Kohl’s stock (NYSE: KSS) has seen a significant decline, currently trading at $22 per share, down 65% from its pre-inflation shock high of $64 in May 2021. The department store has been struggling due to shifting consumer buying habits away from department stores and faces strong online competition. Kohl’s first-quarter revenues dropped 5% year-over-year to $3.2 billion, with earnings per share also falling to a loss of $0.24 per share from a profit of $0.13 per share a year ago. This lackluster performance was driven by lower comparable sales growth of -4.4%.

Looking ahead, Kohl’s downgraded its sales forecast, expecting a decline of 2% to 4% through the end of 2024 compared to its previous forecast of -1% to 1% growth. The company also lowered its earnings guidance to between $1.25 and $1.85 per share, down from the previous forecast of $2.10-$2.70. KSS stock is down almost 22% year-to-date, while its rival Macy’s stock is down 6% since the beginning of the year. Kohl’s has underperformed the broader market in each of the last three years, with returns of 21% in 2021, -49% in 2022, and 14% in 2023.

In a comparison of KSS stock performance during the current inflation shock of 2022 and the 2007/2008 financial crisis, it is evident that the company has struggled to recover to previous levels. Kohl’s stock fell from nearly $58 in October 2007 to around $35 in March 2009 during the 2007/2008 crisis, losing almost 39% of its pre-crisis value. The stock market bottomed out in March 2009, with the S&P 500 rallying 48% between March 2009 and January 2010, while KSS stock rose roughly 53% during the same period.

Kohl’s revenues have declined from around $19.4 billion in 2021 to $17.5 billion in 2023, with earnings per share also decreasing. The company faces ongoing challenges in a difficult operating environment affected by inflation and consumer spending constraints.
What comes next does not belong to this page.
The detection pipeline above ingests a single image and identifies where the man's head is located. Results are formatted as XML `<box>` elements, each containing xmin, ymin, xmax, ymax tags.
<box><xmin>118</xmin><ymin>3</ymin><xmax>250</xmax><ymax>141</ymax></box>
Despite the current uncertain macroeconomic environment, there is potential for Kohl’s stock to see strong gains once fears of recession are alleviated, according to analysis. However, the pressure on the company’s balance sheet remains a significant risk factor to achieving those gains.

With the Federal Reserve’s efforts to control inflation rates and market sentiments improving, Kohl’s stock could potentially experience a turnaround. Despite the challenges it currently faces, the company could see substantial gains if it can stabilize and recover in the coming months. It will be important to monitor how Kohl’s peers are performing and how the company compares to them in order to gauge its potential for recovery and growth in the future.